Dispõe sobre cota de 20 % de leitos na rede
hospitalar pública estadual para
pacientes oncológicos e pacientes em fase terminal e dá outras
providências.
A ASSEMBLÉIA LEGISLATIVA DO ESTADO DO CEARÁ DECRETA:
Art. 1º - Fica criado no Estado do Ceará uma cota mínima de 20 % (vinte
por cento) de leitos na rede hospitalar
pública estadual para pacientes oncológicos (com câncer) e em fase terminal.
§ 1º - Entende-se como paciente
oncológico aqueles que necessitem de tratamento global, atenção de uma equipe especializada de
oncologistas clínicos, e técnicas que contemplem quimioterapia, imunoterapia,
radioterapia e cirurgia, transplantes de medula óssea, portadores de leucemia,
entre outras patologias.
Art. 2º - A cota abrange todas as
unidades hospitalares da rede pública estadual.
Art. 3º - As Unidades da Secretaria Estadual de Saúde deverão
implementar todos os procedimentos visando a ampla e irrestrita aplicação desta
lei.
Art. 4º - Esta lei entrará em vigor na data de sua
publicação, revogando-se as disposições em contrário.
Sala das Sessões da
Assembléia Legislativa do Estado do Ceará, aos 25 de novembro de 2003.
Jaziel Pereira de Sousa
Deputado
Estadual
Alguns
tipos de câncer são doenças incuráveis, muitos com causa hereditária e sintomas
progressivos.
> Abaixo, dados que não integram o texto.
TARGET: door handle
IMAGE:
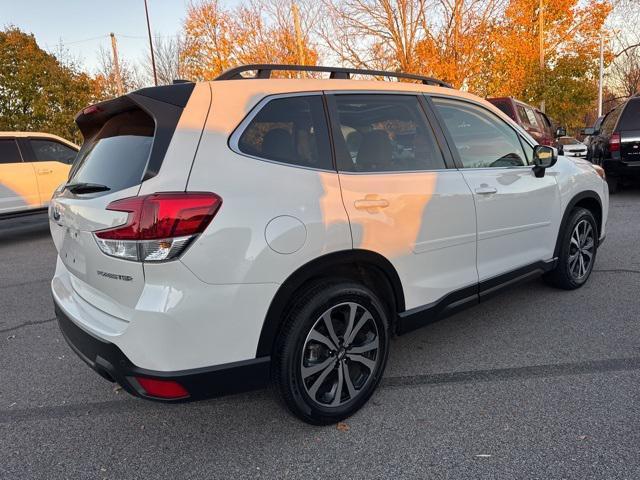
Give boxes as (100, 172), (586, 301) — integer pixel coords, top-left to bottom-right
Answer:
(353, 195), (389, 213)
(476, 187), (498, 195)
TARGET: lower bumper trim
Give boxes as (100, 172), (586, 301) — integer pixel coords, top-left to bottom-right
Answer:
(54, 302), (271, 403)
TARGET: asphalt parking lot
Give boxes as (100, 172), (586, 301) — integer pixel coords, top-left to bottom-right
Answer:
(0, 188), (640, 479)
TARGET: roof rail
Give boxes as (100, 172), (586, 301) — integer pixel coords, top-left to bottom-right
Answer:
(215, 64), (453, 88)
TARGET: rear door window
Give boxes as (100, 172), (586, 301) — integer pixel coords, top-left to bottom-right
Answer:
(237, 95), (333, 170)
(29, 139), (77, 165)
(619, 100), (640, 130)
(0, 138), (22, 163)
(69, 110), (155, 192)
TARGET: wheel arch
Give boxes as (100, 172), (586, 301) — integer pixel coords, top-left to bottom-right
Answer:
(256, 249), (405, 357)
(553, 190), (604, 257)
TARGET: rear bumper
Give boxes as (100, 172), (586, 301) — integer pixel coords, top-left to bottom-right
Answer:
(54, 299), (270, 402)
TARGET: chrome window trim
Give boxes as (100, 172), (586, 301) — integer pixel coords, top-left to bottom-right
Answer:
(227, 90), (337, 173)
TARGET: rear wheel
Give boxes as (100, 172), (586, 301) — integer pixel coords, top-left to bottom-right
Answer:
(545, 208), (598, 290)
(273, 281), (389, 425)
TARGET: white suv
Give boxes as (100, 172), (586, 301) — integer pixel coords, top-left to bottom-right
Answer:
(49, 65), (608, 424)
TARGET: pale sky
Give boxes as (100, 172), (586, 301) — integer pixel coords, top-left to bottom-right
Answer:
(0, 0), (241, 72)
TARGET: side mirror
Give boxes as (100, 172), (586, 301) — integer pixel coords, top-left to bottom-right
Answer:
(533, 145), (558, 178)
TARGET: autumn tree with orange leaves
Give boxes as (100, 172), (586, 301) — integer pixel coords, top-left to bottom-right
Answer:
(181, 0), (318, 80)
(182, 0), (616, 128)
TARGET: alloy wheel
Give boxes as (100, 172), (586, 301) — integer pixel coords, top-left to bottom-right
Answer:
(568, 219), (596, 280)
(300, 302), (382, 407)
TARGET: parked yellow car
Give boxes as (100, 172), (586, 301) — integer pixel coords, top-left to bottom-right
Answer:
(0, 132), (79, 216)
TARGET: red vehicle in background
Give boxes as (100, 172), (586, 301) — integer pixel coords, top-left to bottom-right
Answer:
(487, 97), (557, 146)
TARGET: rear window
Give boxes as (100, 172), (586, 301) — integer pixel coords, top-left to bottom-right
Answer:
(30, 139), (77, 165)
(69, 110), (155, 192)
(618, 100), (640, 130)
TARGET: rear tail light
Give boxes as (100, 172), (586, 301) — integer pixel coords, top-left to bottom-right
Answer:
(94, 192), (222, 262)
(135, 377), (189, 400)
(609, 133), (620, 152)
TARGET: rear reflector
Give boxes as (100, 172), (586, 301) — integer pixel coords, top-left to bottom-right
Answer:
(135, 377), (189, 400)
(95, 192), (222, 262)
(609, 133), (620, 152)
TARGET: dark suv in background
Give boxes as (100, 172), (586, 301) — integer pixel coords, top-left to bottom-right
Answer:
(584, 95), (640, 193)
(487, 97), (556, 146)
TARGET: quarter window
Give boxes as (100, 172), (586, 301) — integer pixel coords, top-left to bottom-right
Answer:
(334, 95), (445, 172)
(0, 138), (22, 163)
(238, 95), (333, 170)
(434, 98), (532, 168)
(30, 140), (77, 165)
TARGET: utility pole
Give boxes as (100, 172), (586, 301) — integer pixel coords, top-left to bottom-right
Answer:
(111, 32), (124, 97)
(144, 0), (158, 86)
(598, 32), (604, 117)
(291, 1), (305, 65)
(538, 0), (546, 112)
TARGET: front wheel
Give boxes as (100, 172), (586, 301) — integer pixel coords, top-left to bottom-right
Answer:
(545, 208), (598, 290)
(273, 281), (389, 425)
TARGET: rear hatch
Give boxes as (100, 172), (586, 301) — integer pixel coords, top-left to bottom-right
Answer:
(49, 84), (193, 320)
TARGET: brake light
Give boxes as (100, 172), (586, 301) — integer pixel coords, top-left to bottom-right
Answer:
(609, 132), (620, 152)
(135, 377), (189, 400)
(94, 192), (222, 262)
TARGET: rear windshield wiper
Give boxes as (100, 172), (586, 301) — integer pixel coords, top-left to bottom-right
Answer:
(64, 182), (111, 193)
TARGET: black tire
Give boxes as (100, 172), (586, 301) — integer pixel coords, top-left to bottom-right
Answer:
(272, 280), (390, 425)
(544, 207), (599, 290)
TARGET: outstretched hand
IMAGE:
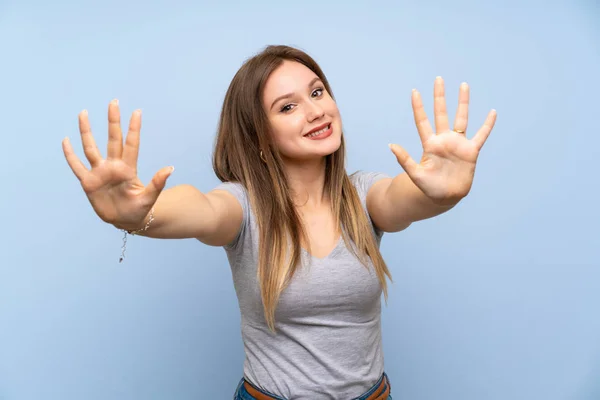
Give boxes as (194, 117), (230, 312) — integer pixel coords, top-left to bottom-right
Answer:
(62, 100), (173, 229)
(390, 77), (496, 205)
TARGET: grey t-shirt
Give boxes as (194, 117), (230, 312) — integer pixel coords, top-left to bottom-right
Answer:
(217, 172), (387, 400)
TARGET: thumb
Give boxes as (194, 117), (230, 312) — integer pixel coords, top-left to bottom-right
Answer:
(144, 167), (175, 204)
(389, 143), (419, 176)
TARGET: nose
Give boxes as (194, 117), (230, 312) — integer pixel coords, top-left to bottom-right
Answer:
(306, 101), (325, 122)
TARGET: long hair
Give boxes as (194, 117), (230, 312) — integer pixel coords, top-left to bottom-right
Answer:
(212, 46), (391, 331)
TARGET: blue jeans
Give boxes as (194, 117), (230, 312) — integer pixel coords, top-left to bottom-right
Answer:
(233, 372), (392, 400)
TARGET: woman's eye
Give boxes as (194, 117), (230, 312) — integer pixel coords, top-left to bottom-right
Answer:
(281, 104), (292, 112)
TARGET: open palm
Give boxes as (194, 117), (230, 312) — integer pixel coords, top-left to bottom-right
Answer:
(390, 77), (496, 205)
(63, 101), (173, 229)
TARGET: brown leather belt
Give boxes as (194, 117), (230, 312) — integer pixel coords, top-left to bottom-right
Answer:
(244, 375), (390, 400)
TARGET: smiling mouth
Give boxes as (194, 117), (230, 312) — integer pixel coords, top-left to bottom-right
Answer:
(304, 123), (331, 137)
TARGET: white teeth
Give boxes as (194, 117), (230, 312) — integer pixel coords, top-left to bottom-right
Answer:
(306, 125), (329, 137)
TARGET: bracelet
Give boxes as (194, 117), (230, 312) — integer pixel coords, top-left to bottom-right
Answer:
(119, 207), (154, 263)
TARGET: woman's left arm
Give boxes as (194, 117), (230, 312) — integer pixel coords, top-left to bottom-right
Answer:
(367, 77), (496, 232)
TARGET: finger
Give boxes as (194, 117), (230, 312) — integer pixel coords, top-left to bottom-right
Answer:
(144, 167), (175, 204)
(62, 138), (89, 181)
(411, 89), (433, 142)
(123, 110), (142, 169)
(454, 82), (469, 134)
(79, 110), (102, 168)
(433, 76), (450, 133)
(107, 99), (123, 159)
(390, 144), (418, 176)
(472, 110), (497, 150)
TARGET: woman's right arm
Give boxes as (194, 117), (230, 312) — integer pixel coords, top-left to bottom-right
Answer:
(63, 100), (243, 246)
(131, 185), (243, 246)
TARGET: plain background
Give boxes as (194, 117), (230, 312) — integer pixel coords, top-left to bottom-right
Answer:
(0, 0), (600, 400)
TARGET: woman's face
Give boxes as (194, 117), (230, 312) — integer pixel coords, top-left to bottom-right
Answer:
(263, 60), (342, 161)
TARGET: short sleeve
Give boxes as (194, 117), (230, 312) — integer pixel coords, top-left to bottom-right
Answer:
(350, 171), (391, 239)
(214, 182), (250, 250)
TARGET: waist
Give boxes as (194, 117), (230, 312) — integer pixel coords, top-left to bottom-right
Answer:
(234, 372), (391, 400)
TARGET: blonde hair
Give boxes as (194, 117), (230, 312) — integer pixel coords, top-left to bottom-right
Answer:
(213, 46), (391, 331)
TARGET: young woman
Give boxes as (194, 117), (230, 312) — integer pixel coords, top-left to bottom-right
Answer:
(63, 46), (496, 400)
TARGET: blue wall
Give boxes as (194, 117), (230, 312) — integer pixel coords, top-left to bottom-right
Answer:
(0, 0), (600, 400)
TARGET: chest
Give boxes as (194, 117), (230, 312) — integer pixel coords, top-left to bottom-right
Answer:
(301, 206), (341, 259)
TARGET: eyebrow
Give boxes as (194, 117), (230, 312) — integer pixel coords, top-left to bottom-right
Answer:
(270, 76), (321, 110)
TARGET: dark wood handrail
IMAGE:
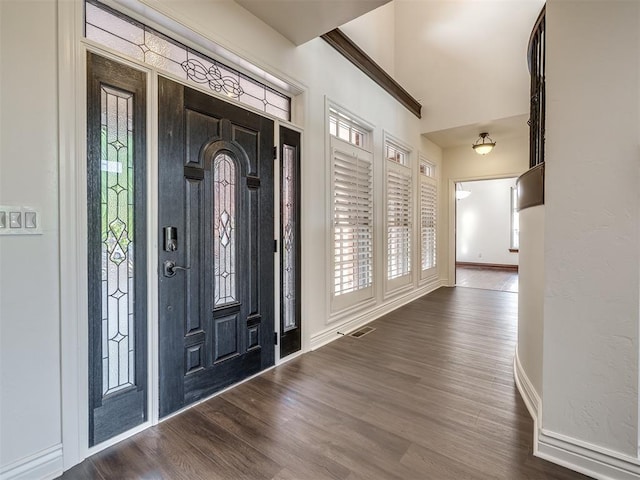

A habilidade que o câncer tem em se
disseminar é tipicamente sinal de mau prognóstico. Como doença crônica
exige cuidados especiais e contínuos. Uma de suas características é que aflige
em sua imensa maioria pessoas com idade avançada. Outro dado importante, é que
muitos pacientes são de baixa renda.
Existe
um grande desconhecimento da sociedade, de educadores, e inclusive de
profissionais da saúde quanto aos tratamentos, características e necessidades
que estes pacientes necessitam. Preparar leitos e preparar profissionais da
saúde para a lida com estas pessoas justifica uma cota mínima estabelecida.
As
oncologias são doenças de prognóstico reservado, o que leva o doente a necessitar
de ajuda da família e de multiprofissionais, haja visto, as condições de
vulnerabilidade do paciente. Faz-se necessário portanto, intervenções daqueles
que podem e sabem como, pelo menos minimizar o sofrimento do ser humano nestas
condições.
Diante
do exposto, solicitamos aos nobres deputados a apreciação e aprovação desta
proposição, por seu grande alcance
social.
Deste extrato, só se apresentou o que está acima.